This observational study was conducted at a 120-bed Veterans Affairs (VA) hospital in Temple, TX, on six inpatient units (four acute medical/surgical units and two intensive care units [ICU]). The acute care units are designated as medical telemetry, medical oncology, mixed medical, and mixed medical-surgical. The ICUs are designated as medical and surgical. Continuous 24-h observation was performed separately on each unit by two research team members observing for 8-h sessions to have consistency in observation recordings. The observers followed one healthcare worker (HCW) for their entire shift, documenting surfaces touched (hard surfaces plus bedding and any PME). During the observation period if additional HCWs entered the room to provide care for the patients [physicians, trainees, food and nutrition workers, therapists (physical, occupational and respiratory), environmental services workers, and mid-level providers], their contact with surfaces and equipment were also captured. The HCW was aware of the observation and recording and was asked to go about normal business and care processes when interacting with the patient. However, the HCW was not informed of the specific data being collected or the purpose of the study beyond the general explanation of observing interactions between people and the environment. Research personnel were known by all HCW to be part of the research team and were accustomed to having team members around. Portable medical equipment used in our facility can be broadly categorized into 2 varieties: PME shared among patients regularly such as vital signs machine, COW, Glucometer, bladder scanners; and PME that stays with the patient from admission to discharge such as IV pump/pole, tray table, wound vacuum. In our medical and surgical intensive care units, we have wall mounted computers and vitals recording machines but COWs are available for use.

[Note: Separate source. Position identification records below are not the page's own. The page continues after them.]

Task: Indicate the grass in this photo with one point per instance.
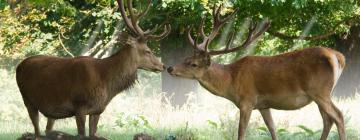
(203, 117)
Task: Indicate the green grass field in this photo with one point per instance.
(203, 117)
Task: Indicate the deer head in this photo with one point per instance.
(194, 66)
(137, 39)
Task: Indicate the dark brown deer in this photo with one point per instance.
(65, 87)
(287, 81)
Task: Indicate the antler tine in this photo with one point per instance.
(190, 39)
(126, 19)
(250, 38)
(206, 45)
(231, 39)
(166, 32)
(146, 10)
(201, 28)
(218, 22)
(134, 19)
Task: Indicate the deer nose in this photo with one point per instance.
(170, 69)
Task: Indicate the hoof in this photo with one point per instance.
(97, 138)
(142, 136)
(28, 136)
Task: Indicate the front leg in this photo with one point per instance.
(245, 113)
(93, 121)
(266, 114)
(80, 122)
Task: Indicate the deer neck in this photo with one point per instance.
(121, 70)
(216, 79)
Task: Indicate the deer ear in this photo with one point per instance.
(125, 39)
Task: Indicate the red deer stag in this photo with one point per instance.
(65, 87)
(287, 81)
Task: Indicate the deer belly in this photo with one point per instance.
(288, 102)
(58, 111)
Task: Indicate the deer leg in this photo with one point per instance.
(327, 122)
(34, 116)
(266, 114)
(245, 114)
(334, 113)
(93, 121)
(80, 122)
(49, 125)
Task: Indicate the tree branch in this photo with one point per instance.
(317, 37)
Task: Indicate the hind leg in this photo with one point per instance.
(80, 122)
(325, 104)
(93, 121)
(34, 116)
(327, 124)
(49, 125)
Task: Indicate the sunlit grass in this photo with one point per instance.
(204, 117)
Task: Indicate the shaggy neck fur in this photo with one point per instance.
(216, 79)
(121, 70)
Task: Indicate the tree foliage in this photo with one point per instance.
(52, 27)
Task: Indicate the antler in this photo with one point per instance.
(218, 23)
(252, 36)
(132, 22)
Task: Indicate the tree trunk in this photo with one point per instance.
(174, 49)
(349, 81)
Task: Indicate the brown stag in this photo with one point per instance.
(66, 87)
(287, 81)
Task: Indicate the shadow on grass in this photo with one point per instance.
(58, 135)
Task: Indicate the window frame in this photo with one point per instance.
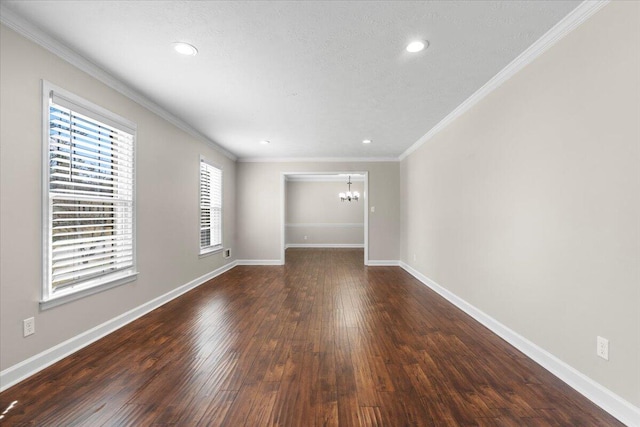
(210, 249)
(51, 297)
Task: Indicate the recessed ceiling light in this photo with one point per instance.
(417, 46)
(185, 48)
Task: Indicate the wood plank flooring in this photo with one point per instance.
(322, 341)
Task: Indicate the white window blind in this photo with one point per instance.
(210, 207)
(90, 196)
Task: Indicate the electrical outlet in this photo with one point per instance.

Summary of observation recordings
A patient encounter was defined as follows: initiated when the HCW entered a patient room and completed when the HCW exited the room after the care episode. An observation was defined as a single touch within an encounter, while a sequence was defined as a string of observations during an encounter. For example, patient to COW then to bedrail & IV pump. Observation data recording was limited to HCW such as nurses, physicians, allied health personnel, housekeeping, and food services; patients and visitors were excluded. Observations were not conducted in bathrooms to protect patient privacy. The observations were recorded sequentially throughout the day on a template designed to document the sequence of touches throughout each patient interaction (see Additional file 1). A touch was defined as any contact event between HCW and patient, surface, or equipment recorded in real time along with the sequence of the touches. If more than one HCW was in the room at the same time, touches were recorded as they occurred and notation made as to HCW 1, 2, or 3 respectively but were combined as one HCW for analysis. Observations were recorded for both contact-isolation and non-isolation rooms.

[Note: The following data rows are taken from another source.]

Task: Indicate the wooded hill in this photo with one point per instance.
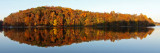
(60, 16)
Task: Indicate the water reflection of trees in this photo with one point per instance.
(45, 37)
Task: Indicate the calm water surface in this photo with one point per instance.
(80, 40)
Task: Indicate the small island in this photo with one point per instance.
(61, 16)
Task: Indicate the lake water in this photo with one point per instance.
(80, 40)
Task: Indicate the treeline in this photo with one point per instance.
(50, 37)
(60, 16)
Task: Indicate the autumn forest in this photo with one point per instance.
(61, 16)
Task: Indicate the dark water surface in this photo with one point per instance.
(80, 40)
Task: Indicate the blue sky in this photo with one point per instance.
(148, 7)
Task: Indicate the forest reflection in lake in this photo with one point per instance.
(50, 37)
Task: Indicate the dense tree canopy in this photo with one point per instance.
(60, 16)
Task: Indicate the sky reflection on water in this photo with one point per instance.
(149, 44)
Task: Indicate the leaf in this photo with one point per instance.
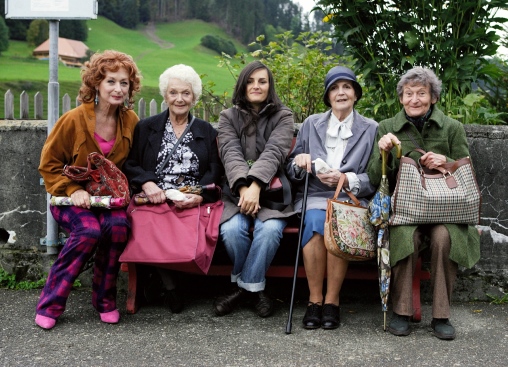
(411, 39)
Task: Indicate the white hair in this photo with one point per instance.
(184, 73)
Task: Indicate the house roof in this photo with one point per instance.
(66, 47)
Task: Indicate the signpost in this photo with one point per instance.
(53, 11)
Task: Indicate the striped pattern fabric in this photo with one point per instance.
(425, 197)
(102, 230)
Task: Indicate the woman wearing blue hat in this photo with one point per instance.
(343, 139)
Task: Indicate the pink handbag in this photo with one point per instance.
(180, 239)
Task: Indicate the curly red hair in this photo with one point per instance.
(94, 71)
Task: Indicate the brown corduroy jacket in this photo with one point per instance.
(72, 139)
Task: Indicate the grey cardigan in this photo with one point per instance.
(311, 140)
(268, 147)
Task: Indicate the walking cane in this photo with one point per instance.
(300, 234)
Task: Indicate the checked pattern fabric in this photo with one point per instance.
(448, 195)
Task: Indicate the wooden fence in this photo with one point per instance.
(153, 107)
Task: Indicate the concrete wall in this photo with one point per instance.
(23, 207)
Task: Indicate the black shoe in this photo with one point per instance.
(443, 329)
(225, 304)
(330, 318)
(399, 325)
(152, 290)
(312, 318)
(264, 306)
(173, 300)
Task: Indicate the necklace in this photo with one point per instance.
(178, 132)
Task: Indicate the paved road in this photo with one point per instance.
(155, 337)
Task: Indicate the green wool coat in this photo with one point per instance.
(442, 135)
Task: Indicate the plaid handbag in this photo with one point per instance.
(348, 231)
(448, 194)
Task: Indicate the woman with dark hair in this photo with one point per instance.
(104, 123)
(254, 139)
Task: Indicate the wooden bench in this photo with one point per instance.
(365, 272)
(285, 270)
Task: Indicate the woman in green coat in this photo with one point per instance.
(444, 139)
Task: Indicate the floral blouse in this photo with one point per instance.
(183, 167)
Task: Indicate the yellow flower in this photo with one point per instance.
(327, 18)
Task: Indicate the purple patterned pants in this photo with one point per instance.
(105, 230)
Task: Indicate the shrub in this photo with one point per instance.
(299, 66)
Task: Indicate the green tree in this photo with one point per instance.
(37, 32)
(386, 38)
(4, 36)
(73, 29)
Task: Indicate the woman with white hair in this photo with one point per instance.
(421, 124)
(195, 161)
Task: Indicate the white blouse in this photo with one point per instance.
(337, 136)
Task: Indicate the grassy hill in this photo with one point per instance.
(169, 44)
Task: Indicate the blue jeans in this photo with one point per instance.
(251, 257)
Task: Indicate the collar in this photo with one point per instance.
(337, 128)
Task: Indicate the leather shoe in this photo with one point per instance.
(45, 322)
(312, 317)
(399, 325)
(264, 306)
(111, 317)
(225, 304)
(443, 329)
(173, 300)
(330, 318)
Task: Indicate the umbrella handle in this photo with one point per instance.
(384, 155)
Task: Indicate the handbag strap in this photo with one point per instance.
(168, 157)
(342, 179)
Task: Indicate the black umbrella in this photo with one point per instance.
(300, 235)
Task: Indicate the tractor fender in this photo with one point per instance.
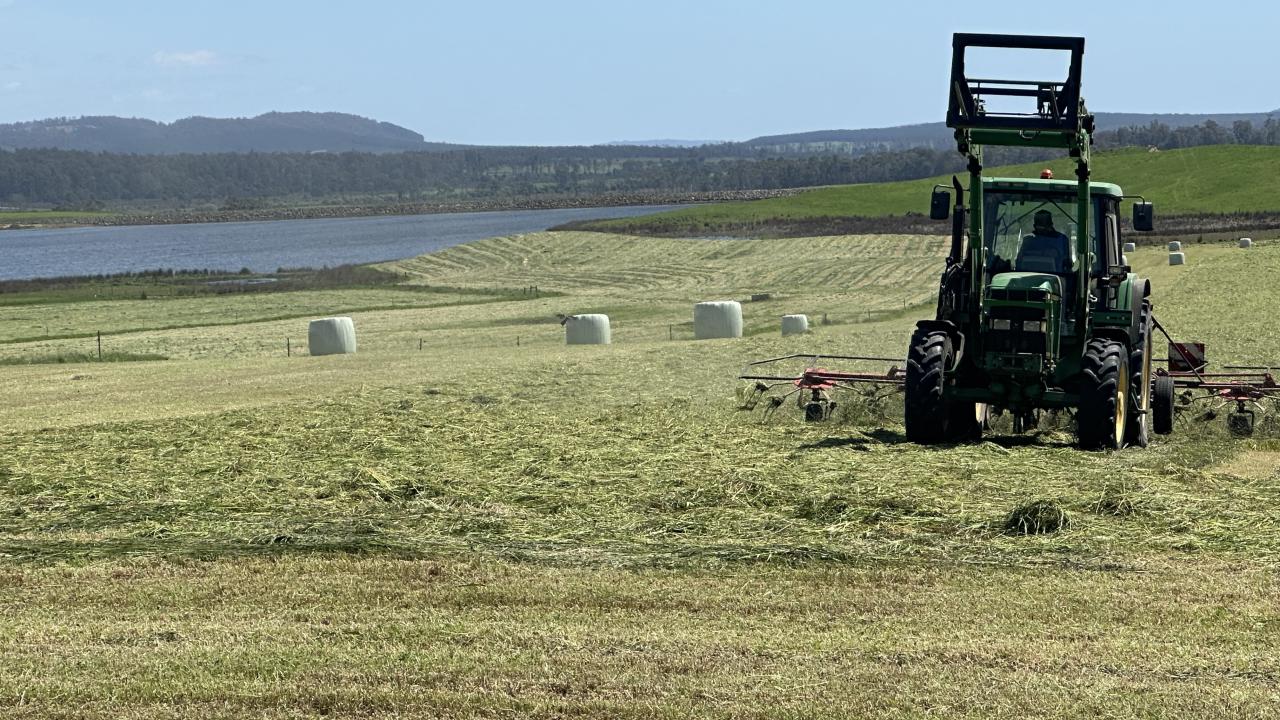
(952, 332)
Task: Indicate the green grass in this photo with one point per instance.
(483, 528)
(50, 217)
(1225, 178)
(76, 358)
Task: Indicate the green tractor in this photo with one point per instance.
(1037, 308)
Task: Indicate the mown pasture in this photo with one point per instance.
(469, 518)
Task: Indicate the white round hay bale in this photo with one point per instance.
(588, 329)
(332, 336)
(795, 324)
(717, 319)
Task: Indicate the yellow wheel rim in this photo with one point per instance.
(1121, 404)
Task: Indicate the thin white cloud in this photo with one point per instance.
(193, 58)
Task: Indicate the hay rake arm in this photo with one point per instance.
(1244, 392)
(814, 386)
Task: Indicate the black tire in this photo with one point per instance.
(1138, 422)
(1104, 396)
(1162, 405)
(814, 413)
(931, 417)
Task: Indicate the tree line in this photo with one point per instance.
(73, 180)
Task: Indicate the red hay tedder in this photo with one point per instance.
(1247, 395)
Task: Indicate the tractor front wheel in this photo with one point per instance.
(931, 417)
(1101, 419)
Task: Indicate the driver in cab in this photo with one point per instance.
(1046, 250)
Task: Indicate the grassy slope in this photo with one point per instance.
(1225, 178)
(603, 532)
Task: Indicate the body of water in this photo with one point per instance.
(266, 246)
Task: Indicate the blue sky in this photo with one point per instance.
(567, 72)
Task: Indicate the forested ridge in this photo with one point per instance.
(73, 180)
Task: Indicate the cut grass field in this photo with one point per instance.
(483, 528)
(1221, 178)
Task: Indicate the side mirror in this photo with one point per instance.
(940, 205)
(1143, 215)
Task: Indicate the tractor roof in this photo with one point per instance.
(1050, 185)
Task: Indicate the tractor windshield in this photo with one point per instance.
(1032, 232)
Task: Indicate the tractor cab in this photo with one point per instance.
(1031, 240)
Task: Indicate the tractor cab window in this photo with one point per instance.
(1031, 232)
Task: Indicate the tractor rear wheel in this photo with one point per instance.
(1138, 425)
(931, 417)
(1101, 419)
(1162, 406)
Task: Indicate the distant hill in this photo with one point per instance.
(666, 142)
(272, 132)
(940, 137)
(1228, 178)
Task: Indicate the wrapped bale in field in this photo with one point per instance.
(332, 336)
(588, 329)
(795, 324)
(717, 319)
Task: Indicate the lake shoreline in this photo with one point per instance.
(337, 212)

Data included: (1) surface/medical equipment touched, (2) order of touches, (3) what the equipment was used for in that interaction (e.g., a COW could be used for care documentation on the computer or as a surface work area for IV fluids or medications), (4) whether equipment entered or exited the room – to determine if the equipment is patient dedicated or shared (5) if disinfection of equipment or surfaces took place at any time during this interaction, and (6) if hand hygiene was performed.
A list of frequently touched surfaces (patient, high-touch surface or PME) was created, based on the template data. All surfaces touched by HCWs were documented, including surfaces not explicitly listed on the observation template. Only those surfaces/items that had five or more touches over 24 h were included in the sequence analysis.

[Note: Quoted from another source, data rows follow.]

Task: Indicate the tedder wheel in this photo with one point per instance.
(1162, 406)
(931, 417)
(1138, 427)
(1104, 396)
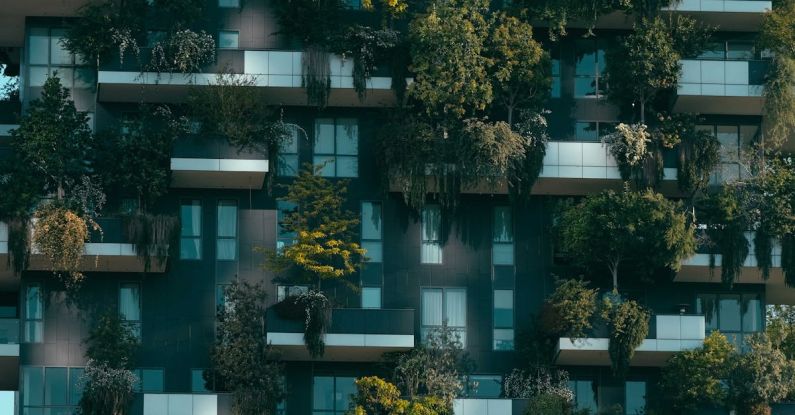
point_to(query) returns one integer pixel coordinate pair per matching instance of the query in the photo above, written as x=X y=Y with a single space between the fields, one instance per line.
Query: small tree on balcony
x=324 y=247
x=613 y=230
x=242 y=361
x=108 y=380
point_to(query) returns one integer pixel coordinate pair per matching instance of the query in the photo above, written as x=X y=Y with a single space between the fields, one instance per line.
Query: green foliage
x=316 y=65
x=521 y=68
x=693 y=378
x=628 y=228
x=726 y=222
x=325 y=246
x=106 y=27
x=628 y=323
x=568 y=311
x=699 y=155
x=60 y=235
x=184 y=51
x=241 y=358
x=235 y=108
x=367 y=45
x=136 y=160
x=758 y=377
x=435 y=368
x=448 y=58
x=152 y=236
x=779 y=106
x=53 y=140
x=112 y=342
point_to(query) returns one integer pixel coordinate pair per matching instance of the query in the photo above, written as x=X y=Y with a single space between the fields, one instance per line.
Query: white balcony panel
x=9 y=350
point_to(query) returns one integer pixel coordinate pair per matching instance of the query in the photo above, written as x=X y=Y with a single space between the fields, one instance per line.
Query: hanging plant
x=314 y=308
x=365 y=45
x=60 y=235
x=726 y=224
x=152 y=235
x=628 y=323
x=316 y=75
x=629 y=146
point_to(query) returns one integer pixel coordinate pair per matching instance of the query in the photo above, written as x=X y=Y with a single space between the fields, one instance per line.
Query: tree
x=758 y=377
x=241 y=358
x=694 y=378
x=447 y=51
x=324 y=248
x=435 y=368
x=521 y=71
x=54 y=139
x=108 y=379
x=616 y=229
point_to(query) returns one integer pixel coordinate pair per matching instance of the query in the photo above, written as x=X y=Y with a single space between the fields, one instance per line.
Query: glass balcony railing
x=9 y=331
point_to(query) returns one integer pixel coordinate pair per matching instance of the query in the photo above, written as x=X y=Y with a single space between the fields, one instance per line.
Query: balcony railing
x=355 y=334
x=668 y=334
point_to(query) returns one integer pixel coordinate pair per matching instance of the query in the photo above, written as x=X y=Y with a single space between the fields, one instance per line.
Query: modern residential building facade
x=484 y=270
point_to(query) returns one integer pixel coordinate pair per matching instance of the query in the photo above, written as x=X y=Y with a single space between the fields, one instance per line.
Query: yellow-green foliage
x=375 y=396
x=60 y=235
x=324 y=247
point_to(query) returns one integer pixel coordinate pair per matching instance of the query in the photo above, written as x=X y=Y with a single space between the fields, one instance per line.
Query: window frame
x=39 y=321
x=424 y=329
x=218 y=238
x=136 y=326
x=431 y=242
x=336 y=155
x=199 y=237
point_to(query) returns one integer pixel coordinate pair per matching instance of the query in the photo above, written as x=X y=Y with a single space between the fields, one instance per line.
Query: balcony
x=280 y=72
x=201 y=163
x=721 y=87
x=355 y=334
x=668 y=334
x=575 y=167
x=696 y=269
x=110 y=252
x=9 y=354
x=733 y=15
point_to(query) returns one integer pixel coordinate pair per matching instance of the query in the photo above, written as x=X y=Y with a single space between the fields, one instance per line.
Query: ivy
x=628 y=324
x=235 y=108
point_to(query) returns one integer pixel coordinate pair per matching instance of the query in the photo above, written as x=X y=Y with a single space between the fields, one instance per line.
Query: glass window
x=441 y=305
x=371 y=297
x=371 y=231
x=34 y=314
x=130 y=306
x=151 y=380
x=284 y=291
x=431 y=252
x=226 y=244
x=729 y=313
x=228 y=39
x=288 y=153
x=503 y=320
x=484 y=386
x=331 y=395
x=336 y=147
x=190 y=245
x=284 y=237
x=55 y=386
x=32 y=386
x=635 y=397
x=752 y=313
x=75 y=386
x=197 y=381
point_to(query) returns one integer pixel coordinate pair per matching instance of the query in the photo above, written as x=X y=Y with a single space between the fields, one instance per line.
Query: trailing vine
x=315 y=62
x=152 y=235
x=628 y=323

Infection prevention activities
The observed activities included donning and doffing of gloves, hand sanitization (either washing with soap and water or using waterless hand sanitizer), and PME disinfection (wiping with disinfectant wipes). This does not factor in discharge or cleaning at change of shift.
Bioburden estimates
To identify the bioburden on the most common PME (COW), all COWs in use across the hospital were sampled by the research team for aerobic bacterial colonies (ABC) and methicillin-resistant Staphylococcus aureus (MRSA) on a single day. The sampling was performed using contact Rodac plates (Hardy Diagnostics, Santa Maria, CA) on the flat table surface and the handle rail of the COW, as well as the scanner used for the medication administration system. The surface area for ABC was 25cm2 and for MRSA was 75 cm2. The sampling method, incubation, and identification of the organisms are described elsewhere [15].
Analysis
The average number of touches per encounter was calculated for each surface type and inpatient unit. Sequences were also separated by whether hand hygiene (glove or hand sanitization) occurred (yes/no), and by room access: upon room entry, during the sequence, or upon room exit. We combined the two because both these events potentially represented reduced transmission risk. The observations of touches were recorded as a sequence of events analyzed with sequence analysis software and visually represented by network plots. The network analysis was completed using the package ‘igraph’ in R version 3.2.3 [16]. The sequences were also analyzed for common sub-sequences that might indicate unique/important patterns in HCW interactions with the patient and the environment. This information is visually quantified by the network plots and provides additional details on the characteristics of individual sequences. Sequence mining and analysis were completed using the package ‘TraMineR’ in R version 3.2.3 [17, 18].